The state law not only contemplates this, but seems to demand it. The state budget law says that if there is a revenue shortfall “the governor may, with prior approval of the fiscal committee, order reductions” necessary to balance the budget. Getting the approval of the Legislature’s fiscal committee helps serve as a check on capricious action, but in recent history no spending cut has been denied.

In the law and the common actions of her predecessors is a prescription for Gov. Hassan that is different from her early actions.

So far, the only action to close the deficit she has suggested is to take money from dedicated funds and use their fees for general purposes. In fact, her budget would grant her the authority to undedicate any fee and sweep the money into the general fund without any specific approval or oversight.

Her predecessor did this in 2010, sweeping 16 dedicated funds into the general fund. But Gov. Lynch proposed specific funds and specific amounts, which were then debated in a special legislative session and passed by the full Legislature. Bringing in the Legislature to debate which funds are to be used and give some sort of approval is somewhat better than granting the governor carte blanche to undedicated any fee she sees fit.

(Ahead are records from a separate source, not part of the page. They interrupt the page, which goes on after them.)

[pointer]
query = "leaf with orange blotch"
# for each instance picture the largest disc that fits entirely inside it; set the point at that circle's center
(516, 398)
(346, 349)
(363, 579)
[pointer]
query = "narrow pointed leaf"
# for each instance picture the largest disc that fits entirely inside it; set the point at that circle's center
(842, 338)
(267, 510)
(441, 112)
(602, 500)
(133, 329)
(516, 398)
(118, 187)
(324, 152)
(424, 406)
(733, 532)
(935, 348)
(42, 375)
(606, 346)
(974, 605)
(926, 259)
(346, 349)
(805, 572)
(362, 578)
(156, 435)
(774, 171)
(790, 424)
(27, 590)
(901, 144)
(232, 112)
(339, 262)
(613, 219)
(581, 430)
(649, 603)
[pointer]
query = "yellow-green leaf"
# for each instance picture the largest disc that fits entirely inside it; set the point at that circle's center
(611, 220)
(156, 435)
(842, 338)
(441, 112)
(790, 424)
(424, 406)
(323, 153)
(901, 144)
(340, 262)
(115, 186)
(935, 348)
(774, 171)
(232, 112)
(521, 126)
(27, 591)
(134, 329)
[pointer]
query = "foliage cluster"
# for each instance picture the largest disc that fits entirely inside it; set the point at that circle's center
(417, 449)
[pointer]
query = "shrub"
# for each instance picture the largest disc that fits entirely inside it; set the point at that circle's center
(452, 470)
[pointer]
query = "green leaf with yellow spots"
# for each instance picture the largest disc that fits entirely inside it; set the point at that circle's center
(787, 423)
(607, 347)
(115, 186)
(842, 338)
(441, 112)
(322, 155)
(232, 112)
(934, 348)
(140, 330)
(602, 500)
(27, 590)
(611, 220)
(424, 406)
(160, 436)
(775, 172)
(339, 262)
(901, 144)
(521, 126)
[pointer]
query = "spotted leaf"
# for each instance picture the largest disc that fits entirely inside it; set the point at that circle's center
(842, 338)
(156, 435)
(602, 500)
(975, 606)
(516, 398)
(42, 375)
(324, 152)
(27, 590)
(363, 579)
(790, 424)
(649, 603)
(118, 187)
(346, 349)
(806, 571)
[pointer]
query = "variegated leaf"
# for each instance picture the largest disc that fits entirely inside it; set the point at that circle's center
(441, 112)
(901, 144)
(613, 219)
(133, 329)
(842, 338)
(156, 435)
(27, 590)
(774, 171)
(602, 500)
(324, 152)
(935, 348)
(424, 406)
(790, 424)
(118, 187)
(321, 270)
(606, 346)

Some fees which might not otherwise be allowed by state law are passed because the funds are dedicated for the express purpose of implementing a regulation or paying for certain activities the fees cover, or they are used for enforcement. Legal theory suggests that many of these fees would be illegal if the funds weren’t used for the express regulatory purpose.

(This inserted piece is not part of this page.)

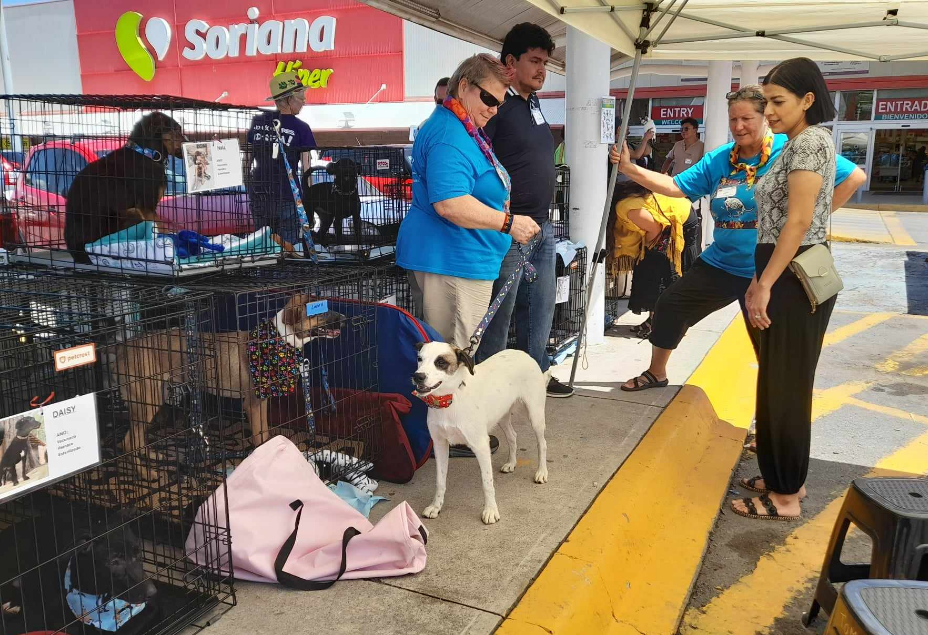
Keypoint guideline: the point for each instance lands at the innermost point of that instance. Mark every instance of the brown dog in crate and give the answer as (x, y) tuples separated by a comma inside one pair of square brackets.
[(250, 365), (124, 187)]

So, in general, undedicating dedicated funds is a bad idea. Doing so without oversight is worse.

The bigger problem is that a $30 million to $40 million deficit ought not be solved strictly on the revenue side. Every other governor has solved his or her problems on the spending side. Gov. Hassan should follow suit.

This isn’t a radical thought. It’s something Jeanne Shaheen and Steve Merrill both did for each of their final three years in office. It’s something Craig Benson did twice and John Lynch did four times, and how often did they agree?

There’s a real problem with the Medicaid enhancement tax. It is causing a $100 million to $120 million problem in the governor’s proposed budget and a $35 million deficit in the budget just ending.

The governor should call her department heads today and ask them to help find savings while there’s money left to save. Every governor does this. It’s the management part of executive branch management.